Globalmente, o provérbio ajudou a alimentar o mito de que a China "nunca gostou de lutar" e "sempre perdeu guerras". No entanto, o absurdo dessa visão fica claro se simplesmente olharmos para o mapa-múndi hoje. Mesmo assim, ela persiste – e agora, com a China se tornando uma verdadeira superpotência, esse equívoco pode ter consequências perigosas para o mundo.
Raízes históricas
Para entender a origem do provérbio, precisamos analisar a estrutura militar da Dinastia Song. Os primeiros impérios chineses, como o Han, dependiam do recrutamento obrigatório, mas, com o tempo, exércitos mercenários se tornaram a norma. A escassez crônica de voluntários era solucionada com o recrutamento de criminosos e devedores – transformando os exércitos em coleções de "indesejáveis" da sociedade.
Os oficiais, por outro lado, vinham de classes privilegiadas que eram aprovados em exames militares imperiais. Esses exames, embora menos prestigiosos do que os civis, ainda conferiam status. Mas é crucial lembrar que a burocracia civil era minúscula, tornando seus oficiais extraordinariamente poderosos, enquanto os soldados rasos permaneciam socialmente degradados.

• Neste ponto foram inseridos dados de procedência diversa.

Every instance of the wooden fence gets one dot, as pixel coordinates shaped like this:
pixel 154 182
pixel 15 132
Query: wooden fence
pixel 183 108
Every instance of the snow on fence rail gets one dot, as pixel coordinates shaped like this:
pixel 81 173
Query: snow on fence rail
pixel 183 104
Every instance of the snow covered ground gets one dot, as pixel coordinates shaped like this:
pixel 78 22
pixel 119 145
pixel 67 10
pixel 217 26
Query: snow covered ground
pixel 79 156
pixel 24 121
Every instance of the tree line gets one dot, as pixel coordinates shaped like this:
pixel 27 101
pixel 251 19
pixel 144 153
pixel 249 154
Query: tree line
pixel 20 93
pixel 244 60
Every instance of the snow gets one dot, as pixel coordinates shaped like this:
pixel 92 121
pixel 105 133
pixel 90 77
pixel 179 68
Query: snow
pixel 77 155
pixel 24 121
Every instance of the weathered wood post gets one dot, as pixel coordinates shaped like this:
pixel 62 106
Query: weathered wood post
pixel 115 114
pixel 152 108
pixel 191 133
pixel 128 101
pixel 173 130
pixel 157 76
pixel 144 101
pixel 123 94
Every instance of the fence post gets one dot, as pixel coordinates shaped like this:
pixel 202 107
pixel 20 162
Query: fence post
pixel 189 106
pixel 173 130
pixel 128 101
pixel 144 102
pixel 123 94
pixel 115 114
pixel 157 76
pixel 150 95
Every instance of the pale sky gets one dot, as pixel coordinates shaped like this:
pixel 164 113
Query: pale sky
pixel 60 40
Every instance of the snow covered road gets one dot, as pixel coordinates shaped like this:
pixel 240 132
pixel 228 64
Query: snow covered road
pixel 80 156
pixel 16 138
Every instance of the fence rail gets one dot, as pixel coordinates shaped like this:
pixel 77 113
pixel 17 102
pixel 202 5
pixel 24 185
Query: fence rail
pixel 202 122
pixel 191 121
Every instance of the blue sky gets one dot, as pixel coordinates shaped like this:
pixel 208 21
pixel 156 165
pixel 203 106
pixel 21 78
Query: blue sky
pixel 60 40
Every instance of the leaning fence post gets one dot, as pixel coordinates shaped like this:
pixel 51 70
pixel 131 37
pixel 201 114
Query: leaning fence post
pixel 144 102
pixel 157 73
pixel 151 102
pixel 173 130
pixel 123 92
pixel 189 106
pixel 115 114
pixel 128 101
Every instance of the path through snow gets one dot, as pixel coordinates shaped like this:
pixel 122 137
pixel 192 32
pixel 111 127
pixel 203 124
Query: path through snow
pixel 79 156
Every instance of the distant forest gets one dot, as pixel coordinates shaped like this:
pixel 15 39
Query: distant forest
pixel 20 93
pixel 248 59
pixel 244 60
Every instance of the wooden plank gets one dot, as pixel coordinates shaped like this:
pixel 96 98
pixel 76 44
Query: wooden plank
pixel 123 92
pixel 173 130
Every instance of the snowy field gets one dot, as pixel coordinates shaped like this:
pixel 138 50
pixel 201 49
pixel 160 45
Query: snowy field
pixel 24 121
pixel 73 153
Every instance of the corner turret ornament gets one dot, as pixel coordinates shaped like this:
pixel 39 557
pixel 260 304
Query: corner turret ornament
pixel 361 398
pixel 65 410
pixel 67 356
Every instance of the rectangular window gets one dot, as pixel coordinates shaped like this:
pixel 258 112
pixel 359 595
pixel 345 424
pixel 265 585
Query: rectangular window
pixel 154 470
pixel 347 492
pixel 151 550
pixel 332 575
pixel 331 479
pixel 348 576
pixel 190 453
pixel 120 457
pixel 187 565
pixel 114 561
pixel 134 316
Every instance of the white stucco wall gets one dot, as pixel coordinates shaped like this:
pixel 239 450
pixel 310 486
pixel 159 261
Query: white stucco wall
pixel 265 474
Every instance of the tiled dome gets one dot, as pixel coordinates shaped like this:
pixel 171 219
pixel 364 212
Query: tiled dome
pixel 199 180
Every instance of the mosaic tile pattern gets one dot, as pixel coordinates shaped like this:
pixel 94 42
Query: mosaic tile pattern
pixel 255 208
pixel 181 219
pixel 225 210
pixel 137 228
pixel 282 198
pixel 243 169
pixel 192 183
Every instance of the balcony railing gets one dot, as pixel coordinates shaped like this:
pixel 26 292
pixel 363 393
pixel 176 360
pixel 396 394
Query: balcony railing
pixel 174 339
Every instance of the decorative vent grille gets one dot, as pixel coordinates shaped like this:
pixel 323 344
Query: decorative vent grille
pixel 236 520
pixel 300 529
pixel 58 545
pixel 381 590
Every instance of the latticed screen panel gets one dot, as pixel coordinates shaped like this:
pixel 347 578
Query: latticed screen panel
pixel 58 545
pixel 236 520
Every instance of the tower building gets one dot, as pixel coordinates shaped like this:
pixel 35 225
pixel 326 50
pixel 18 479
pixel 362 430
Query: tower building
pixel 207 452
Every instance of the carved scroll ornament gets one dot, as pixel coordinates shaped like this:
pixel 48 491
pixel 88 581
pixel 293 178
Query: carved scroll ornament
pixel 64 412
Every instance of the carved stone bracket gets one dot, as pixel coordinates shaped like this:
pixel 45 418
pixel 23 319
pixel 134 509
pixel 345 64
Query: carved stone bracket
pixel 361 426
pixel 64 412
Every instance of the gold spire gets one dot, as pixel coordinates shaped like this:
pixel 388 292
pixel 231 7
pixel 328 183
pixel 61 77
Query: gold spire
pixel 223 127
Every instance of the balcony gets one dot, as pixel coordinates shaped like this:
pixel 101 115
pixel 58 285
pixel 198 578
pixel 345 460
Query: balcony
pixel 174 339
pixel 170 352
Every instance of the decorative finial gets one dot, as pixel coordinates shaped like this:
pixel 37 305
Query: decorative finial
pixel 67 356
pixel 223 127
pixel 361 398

Esse padrão assemelhava-se bastante à Europa dos séculos XVII e XVIII: um corpo de oficiais privilegiados e soldados de baixa patente, frequentemente criminosos. A observação de Wellington, em 1811, de que "apenas homens de pior caráter ingressam no serviço regular" também poderia ter sido aplicada à China. O serviço militar era uma punição; os soldados eram mais temidos por seu mau comportamento do que admirados por sua bravura. Nesse contexto, o provérbio "homens e pregos" fazia todo o sentido – e dificilmente era exclusivo da China.
A glorificação ocidental moderna do soldado – ligada ao recrutamento em massa, ao nacionalismo e ao militarismo industrial – só surgiu no século XIX. Na China, onde o atraso social e político perdurou por mais tempo, essa transformação só começou no século XX, com enorme dificuldade.
O verdadeiro histórico militar da China
Um exército regular, comandado centralmente e treinado profissionalmente – o ELP – só foi criado na década de 1950, após a vitória comunista. Quase imediatamente, o ELP demonstrou sua eficácia intervindo na Guerra da Coreia, infligindo uma série de derrotas às forças da ONU e salvando a Coreia do Norte. A União Soviética, por outro lado, limitou-se a enviar pequenas unidades aéreas e antiaéreas.
Em 1962, a China lançou uma ofensiva surpresa e oportuna contra a Índia, obtendo uma rápida vitória e ganhos territoriais. Pequim atacou enquanto o mundo estava distraído com a Crise dos Mísseis de Cuba. Ao longo da década de 1960, a China também forneceu importante apoio militar ao Vietnã do Norte, chegando a enviar até 170.000 soldados – consideravelmente mais do que a União Soviética jamais havia comprometido.
Em 1969, Pequim provocou e travou pequenos confrontos de fronteira com a URSS – uma demonstração calculada de força com o objetivo de alcançar objetivos-chave de política externa e interna, incluindo abrir caminho para uma reaproximação com os Estados Unidos. O componente militar foi mínimo; o impacto político, enorme.
Enquanto isso, o ELP travou uma prolongada campanha de contrainsurgência no Tibete, derrotando guerrilheiros apoiados pelos EUA e pela Índia no início da década de 1970. Também se envolveu em ações militares recorrentes contra Taiwan, demonstrando clara superioridade no Estreito de Taiwan.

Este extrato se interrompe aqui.